Nel processo di coinvolgimento di questi problemi, gli storici del capitalismo americano hanno reimmaginato sia le divisioni spaziali comuni agli americanisti che la cornice temporale della storia americana. L’attenzione sul capitalismo ha portato la storia del Nord e del Sud anteguerra in una narrazione, per esempio, mentre gli studiosi hanno tentato di integrare l’Occidente più in generale in una comprensione del capitalismo americano. Allo stesso modo, le questioni sollevate dalla storia del capitalismo trascendono i marcatori temporali fermi come la Rivoluzione, la guerra civile o il New Deal, anche se questi eventi modellano l’economia politica in modi importanti. Il progetto di capire come il capitalismo osservi e elimini i confini a livello globale ha avuto, a quanto pare, un impatto anche nelle questioni più locali.

Questo volume è profondamente in debito con le conversazioni di lunga durata tra e all’interno delle discipline.
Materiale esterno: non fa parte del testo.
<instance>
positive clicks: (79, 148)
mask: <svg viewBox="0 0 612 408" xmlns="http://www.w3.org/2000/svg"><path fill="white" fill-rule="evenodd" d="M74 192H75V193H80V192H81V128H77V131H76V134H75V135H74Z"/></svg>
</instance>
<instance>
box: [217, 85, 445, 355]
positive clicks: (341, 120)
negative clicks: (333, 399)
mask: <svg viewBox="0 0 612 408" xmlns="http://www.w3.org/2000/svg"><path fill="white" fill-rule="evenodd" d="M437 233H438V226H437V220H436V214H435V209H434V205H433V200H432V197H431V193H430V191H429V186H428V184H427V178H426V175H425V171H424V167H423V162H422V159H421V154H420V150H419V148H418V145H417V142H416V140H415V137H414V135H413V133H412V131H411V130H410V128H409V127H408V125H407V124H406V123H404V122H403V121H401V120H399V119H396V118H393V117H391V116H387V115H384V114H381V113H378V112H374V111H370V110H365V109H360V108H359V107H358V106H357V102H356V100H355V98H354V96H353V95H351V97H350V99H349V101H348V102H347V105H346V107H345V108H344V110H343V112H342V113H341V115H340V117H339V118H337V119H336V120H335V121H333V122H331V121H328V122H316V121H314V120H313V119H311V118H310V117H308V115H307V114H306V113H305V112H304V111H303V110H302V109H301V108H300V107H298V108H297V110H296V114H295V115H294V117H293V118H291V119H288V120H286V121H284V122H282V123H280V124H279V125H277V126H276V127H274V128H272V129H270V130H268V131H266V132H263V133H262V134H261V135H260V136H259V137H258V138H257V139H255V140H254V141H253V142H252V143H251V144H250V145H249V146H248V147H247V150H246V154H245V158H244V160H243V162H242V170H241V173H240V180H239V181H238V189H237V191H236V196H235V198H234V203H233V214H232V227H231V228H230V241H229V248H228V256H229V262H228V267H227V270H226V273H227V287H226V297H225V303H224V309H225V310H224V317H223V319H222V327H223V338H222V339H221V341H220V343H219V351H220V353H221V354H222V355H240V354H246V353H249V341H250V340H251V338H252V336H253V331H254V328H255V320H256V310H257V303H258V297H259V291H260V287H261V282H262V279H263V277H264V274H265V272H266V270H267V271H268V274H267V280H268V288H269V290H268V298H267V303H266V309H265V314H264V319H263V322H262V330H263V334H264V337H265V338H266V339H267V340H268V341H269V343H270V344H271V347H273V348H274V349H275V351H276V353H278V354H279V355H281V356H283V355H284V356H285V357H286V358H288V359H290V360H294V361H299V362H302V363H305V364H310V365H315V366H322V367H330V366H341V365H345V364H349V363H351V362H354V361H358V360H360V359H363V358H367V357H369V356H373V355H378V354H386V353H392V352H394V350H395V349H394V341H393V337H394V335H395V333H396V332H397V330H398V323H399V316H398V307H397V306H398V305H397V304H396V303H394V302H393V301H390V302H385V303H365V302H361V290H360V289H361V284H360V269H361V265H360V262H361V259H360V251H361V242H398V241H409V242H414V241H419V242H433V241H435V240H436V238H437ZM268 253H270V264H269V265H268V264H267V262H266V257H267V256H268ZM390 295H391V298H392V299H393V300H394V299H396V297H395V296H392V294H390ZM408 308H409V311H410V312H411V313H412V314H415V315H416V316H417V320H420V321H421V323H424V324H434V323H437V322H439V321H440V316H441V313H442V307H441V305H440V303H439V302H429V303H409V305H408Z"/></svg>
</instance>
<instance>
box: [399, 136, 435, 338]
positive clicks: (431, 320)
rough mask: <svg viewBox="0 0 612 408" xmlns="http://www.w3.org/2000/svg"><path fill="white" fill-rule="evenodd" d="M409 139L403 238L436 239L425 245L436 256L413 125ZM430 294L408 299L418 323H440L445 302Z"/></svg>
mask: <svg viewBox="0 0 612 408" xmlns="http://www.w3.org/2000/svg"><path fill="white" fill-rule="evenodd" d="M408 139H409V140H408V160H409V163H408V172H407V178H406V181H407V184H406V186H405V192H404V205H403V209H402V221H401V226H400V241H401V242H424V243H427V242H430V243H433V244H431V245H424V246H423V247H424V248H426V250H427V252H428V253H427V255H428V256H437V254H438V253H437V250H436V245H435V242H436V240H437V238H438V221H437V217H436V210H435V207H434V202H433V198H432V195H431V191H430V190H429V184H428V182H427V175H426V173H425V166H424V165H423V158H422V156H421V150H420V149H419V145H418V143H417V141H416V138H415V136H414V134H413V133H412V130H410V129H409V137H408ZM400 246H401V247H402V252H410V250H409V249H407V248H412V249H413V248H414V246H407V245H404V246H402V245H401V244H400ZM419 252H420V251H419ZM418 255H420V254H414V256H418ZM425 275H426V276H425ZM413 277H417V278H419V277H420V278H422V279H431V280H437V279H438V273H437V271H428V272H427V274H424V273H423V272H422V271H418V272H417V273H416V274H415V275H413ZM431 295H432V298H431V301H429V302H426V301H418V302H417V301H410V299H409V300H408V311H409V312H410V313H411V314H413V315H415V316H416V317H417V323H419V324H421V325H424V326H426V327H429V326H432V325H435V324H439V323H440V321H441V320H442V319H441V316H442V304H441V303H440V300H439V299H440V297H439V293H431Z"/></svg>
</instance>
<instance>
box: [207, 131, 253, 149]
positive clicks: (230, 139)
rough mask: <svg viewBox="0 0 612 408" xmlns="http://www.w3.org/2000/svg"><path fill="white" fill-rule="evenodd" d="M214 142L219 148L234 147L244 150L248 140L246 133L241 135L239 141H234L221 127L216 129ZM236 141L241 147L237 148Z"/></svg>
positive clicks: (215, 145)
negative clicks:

È anche indicativo di cambiare le intese del capitalismo americano e gli approcci per esplorarlo. Invitati a discutere il fenomeno del capitalismo americano secondo le proprie luci, i nostri autori sparsi attraverso gli ultimi tre secoli dell’esperienza americana. Essi hanno sottolineato gli sviluppi emblematico dell’economia politica moderna, come i mercati obbligazionari, le società, le preoccupazioni del lavoro salariato, e la Clausola di Commercio, ma si sono concentrati anche su argomenti al di fuori del tradizionale repertorio, tra cui la schiavitù, i diritti delle donne, l’utopia crediti di fine ottocento monopolisti, e le logiche che rifusione capitalismo come una questione di stato. Mentre lavoravano, hanno creato nuovi approcci al capitalismo americano.

Ristampato da American Capitalism: New Histories con il permesso della Columbia University Press, Copyright 2018.

Informazioni sugli autori

Sven Beckert è Laird Bell Prrofessor of History presso l’Università di Harvard e co-fondatore del Programma sullo studio del capitalismo. È autore di Empire of Cotton: A Global History (2014).

Christine Desan è Leo Gottlieb Professore di Diritto all’Università di Harvard e co-fondatore del Programma sullo studio del capitalismo. È autrice di Making Money: Coin, Currency, and the Coming of Capitalism (2014).